When a cyclist or triathlete tries to tell me how I should train as a runner, it bothers me because they come from a background that carries baggage with it (if I hear about power meters again, I'll scream). This was true 50 years ago when Jim Ryun's high school coach, a swim coach, had him run "swim" workouts like 50x200m and 20x400m at pace on consecutive days; that it worked for him is remarkable - no one who has tried to replicate his workouts has succeeded. What hadn't occurred to me was that, as someone who ran organized track since the age of 12, I also had similar baggage. When I started running, all distance runners were converted track runners and most tried to train for races like marathons as if they were just long track races. Make it 100 miles on a hilly course and the problems compound.
The standard idea in track for periodization has been that one can only do a little of short, fast workouts before becoming stale or injured, but stamina and endurance take a long time to develop, so one runs a lot of long slow distance and then adds a few weeks of fast intervals before racing. This is still a relevant way to train for middle distances.
Reversing that periodization by putting the speedwork first has become the standard for marathon runners, as the speed work is less specific. There have been many rationales and protocols developed, some of which are disreputable. For example, there are those who would have one perfect a single step at top speed and then try to gradually lengthen the time one can run fast.

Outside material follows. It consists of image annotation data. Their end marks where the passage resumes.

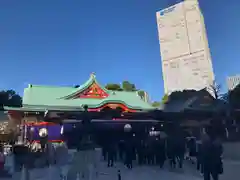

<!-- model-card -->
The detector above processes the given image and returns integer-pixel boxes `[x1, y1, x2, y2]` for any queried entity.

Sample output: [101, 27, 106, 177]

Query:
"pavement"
[3, 153, 240, 180]
[6, 162, 202, 180]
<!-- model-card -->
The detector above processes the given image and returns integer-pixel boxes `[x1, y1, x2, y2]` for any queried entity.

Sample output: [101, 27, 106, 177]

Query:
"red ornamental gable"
[74, 84, 108, 99]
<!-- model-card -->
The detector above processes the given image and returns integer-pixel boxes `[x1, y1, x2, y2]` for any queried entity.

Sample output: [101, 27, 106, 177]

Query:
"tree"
[138, 90, 146, 100]
[207, 81, 222, 99]
[105, 84, 123, 91]
[161, 94, 168, 104]
[0, 90, 22, 110]
[122, 81, 136, 92]
[228, 84, 240, 109]
[152, 101, 161, 108]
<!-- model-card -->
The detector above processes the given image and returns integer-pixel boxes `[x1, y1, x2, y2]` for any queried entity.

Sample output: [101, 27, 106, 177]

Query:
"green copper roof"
[23, 74, 153, 110]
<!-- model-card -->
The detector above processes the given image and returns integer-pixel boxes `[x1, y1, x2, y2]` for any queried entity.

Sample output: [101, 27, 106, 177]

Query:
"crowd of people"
[99, 126, 223, 180]
[0, 125, 223, 180]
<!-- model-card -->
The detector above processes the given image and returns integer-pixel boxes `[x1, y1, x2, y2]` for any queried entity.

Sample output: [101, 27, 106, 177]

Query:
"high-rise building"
[156, 0, 214, 93]
[227, 75, 240, 90]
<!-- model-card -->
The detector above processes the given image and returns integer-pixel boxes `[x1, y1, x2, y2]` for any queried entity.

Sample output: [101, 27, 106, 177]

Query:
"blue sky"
[0, 0, 240, 100]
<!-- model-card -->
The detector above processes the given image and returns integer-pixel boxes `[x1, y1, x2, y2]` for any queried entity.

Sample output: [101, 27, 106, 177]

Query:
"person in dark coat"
[174, 133, 186, 168]
[202, 134, 223, 180]
[167, 136, 176, 168]
[107, 142, 116, 167]
[125, 138, 133, 169]
[156, 137, 166, 168]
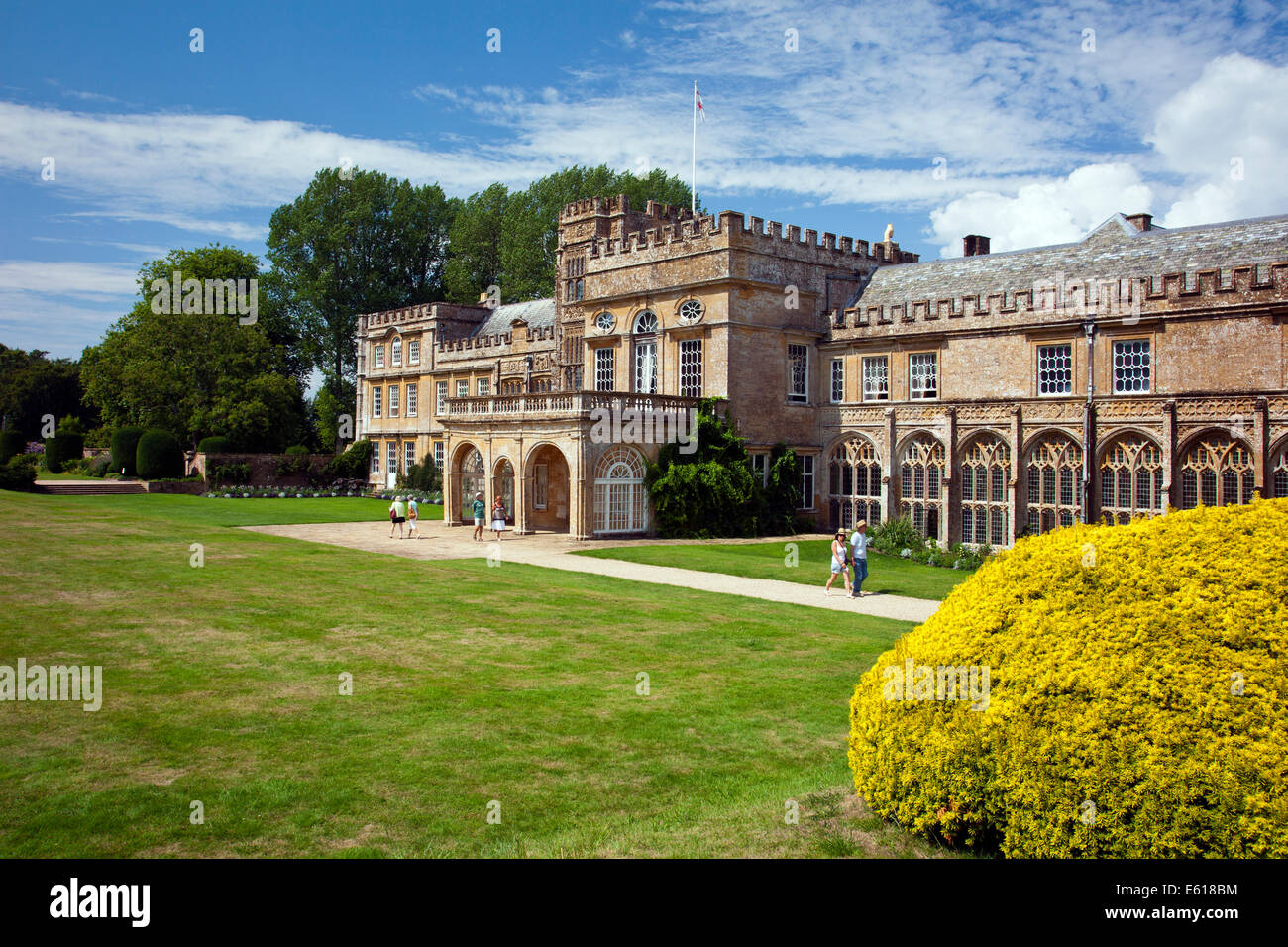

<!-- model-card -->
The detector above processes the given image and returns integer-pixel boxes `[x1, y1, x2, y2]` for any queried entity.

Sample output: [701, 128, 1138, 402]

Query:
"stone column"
[1162, 401, 1181, 513]
[873, 407, 899, 522]
[939, 406, 962, 546]
[1252, 398, 1274, 497]
[568, 432, 595, 540]
[514, 433, 532, 536]
[1006, 404, 1029, 546]
[443, 438, 461, 526]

The best-known marathon plan of Jack Daniels (1996) has six weekly interval workouts 12-18 weeks out, before switching to all threshold and marathon pacing.
Brad Hudson has what he calls "non-linear periodization," where there are not set blocks of training for one specific facet. What he has wedded onto this is starting with short hill sprints and long runs, then working from both extremes to a more specific middle ground. I like this because it looked like what I was doing, namely running a variety of workouts each week, but emphasizing different ones at different times.
In other words, I fell into the trap of agreeing with those who justified what I was already doing: experiential bias.
There are some basic questions about reverse periodization that are left unanswered:
1) It is suggested that highly trained athletes can only improve by pushing each type of training as far as possible and that this cannot be done if one is trying to improve two types at the same time, hence the need for periodization. Even if this is so, does it justify the increased risk of injury that comes from abruptly switching from one type of training to another?
2) It is suggested that the benefits in each type of training accrue to the next. Let's say that you do maximal oxygen uptake intervals, then short threshold runs, then runs at marathon pace. If you raise your VO2max as high as possible, then abandon those workouts, you'll lose some of that ability over time before you race. Do those workouts cause one to be able to do better threshold runs than if one had devoted the entire time for both to doing just threshold runs?
There's no way to answer these questions, but the "start fast" idea has an added benefit. Right now in Minnesota, it's about zero degree Fahrenheit. Running short and fast seems preferable to long slow runs in extreme cold, just as a matter of comfort (and survival). This is also a long time before I'd race, so the timing works for me.